Global firms turn to M&A in EVs and biotech to deepen China investment: KPMG

A KPMG survey shows three in four multinational corporations operating in China have maintained or increased investments this year, focusing on mergers and acquisitions in electric vehicles and biotechnology. Despite geopolitical tensions, only 1% are preparing to exit the market.

A KPMG survey published on Monday shows that three in four multinational corporations (MNCs) operating in mainland China have maintained or increased their investments in 2025, despite Washington stepping up efforts to decouple from Beijing and its allies following suit. The survey, polling 137 senior executives from global companies in the world's second-largest economy between June and September, revealed that only 1 per cent reported preparing to exit the market. About 20 per cent said they may reduce investment, while the rest had yet to decide.

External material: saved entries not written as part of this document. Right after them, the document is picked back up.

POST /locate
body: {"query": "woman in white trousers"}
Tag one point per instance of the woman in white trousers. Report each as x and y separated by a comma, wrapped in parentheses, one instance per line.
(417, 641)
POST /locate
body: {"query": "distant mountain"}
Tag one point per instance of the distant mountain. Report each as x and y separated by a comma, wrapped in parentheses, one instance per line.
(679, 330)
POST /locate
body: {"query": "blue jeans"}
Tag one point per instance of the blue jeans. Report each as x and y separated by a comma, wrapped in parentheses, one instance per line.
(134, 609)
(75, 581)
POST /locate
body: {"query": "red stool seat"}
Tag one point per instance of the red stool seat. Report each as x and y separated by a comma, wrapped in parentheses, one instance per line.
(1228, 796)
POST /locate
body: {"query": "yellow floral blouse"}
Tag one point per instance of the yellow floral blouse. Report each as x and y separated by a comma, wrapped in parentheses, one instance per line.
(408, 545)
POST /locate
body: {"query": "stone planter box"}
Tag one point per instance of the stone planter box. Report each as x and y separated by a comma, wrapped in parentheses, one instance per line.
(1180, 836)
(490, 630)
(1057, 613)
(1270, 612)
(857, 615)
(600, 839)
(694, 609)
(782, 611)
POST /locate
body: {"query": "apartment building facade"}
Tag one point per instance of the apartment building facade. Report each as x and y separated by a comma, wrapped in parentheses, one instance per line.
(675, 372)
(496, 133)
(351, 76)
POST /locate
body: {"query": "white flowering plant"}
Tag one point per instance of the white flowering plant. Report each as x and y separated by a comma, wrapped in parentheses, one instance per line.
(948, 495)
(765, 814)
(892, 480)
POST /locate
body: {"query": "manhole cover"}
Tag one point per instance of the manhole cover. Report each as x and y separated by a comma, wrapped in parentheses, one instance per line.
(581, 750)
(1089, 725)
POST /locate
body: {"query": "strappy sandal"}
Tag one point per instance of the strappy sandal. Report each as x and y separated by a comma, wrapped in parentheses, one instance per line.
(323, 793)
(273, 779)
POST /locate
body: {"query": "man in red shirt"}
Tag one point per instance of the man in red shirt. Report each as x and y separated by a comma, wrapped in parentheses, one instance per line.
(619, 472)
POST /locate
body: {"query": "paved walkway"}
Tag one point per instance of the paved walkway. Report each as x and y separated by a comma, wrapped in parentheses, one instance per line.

Companies planning to expand said they would pursue greenfield investment, mergers and acquisitions or joint ventures to deepen their China presence. "We have seen a significant increase in mergers and acquisitions activities among MNCs in China over the past six months," said Mark Harrison, partner and co-head of multinational clients at KPMG in China.

"In consumer-facing sectors, amid fierce local competition and challenging market dynamics, MNCs are pursuing vertical integration by acquiring distributors, agents and original equipment manufacturers to better understand and serve Chinese consumers," Harrison added.

The survey found optimism in life sciences, healthcare and manufacturing, with half forecasting revenue growth. Key sectors include electric vehicles, biotechnology and semiconductors, even amid regulatory challenges like the US Biosecure Act.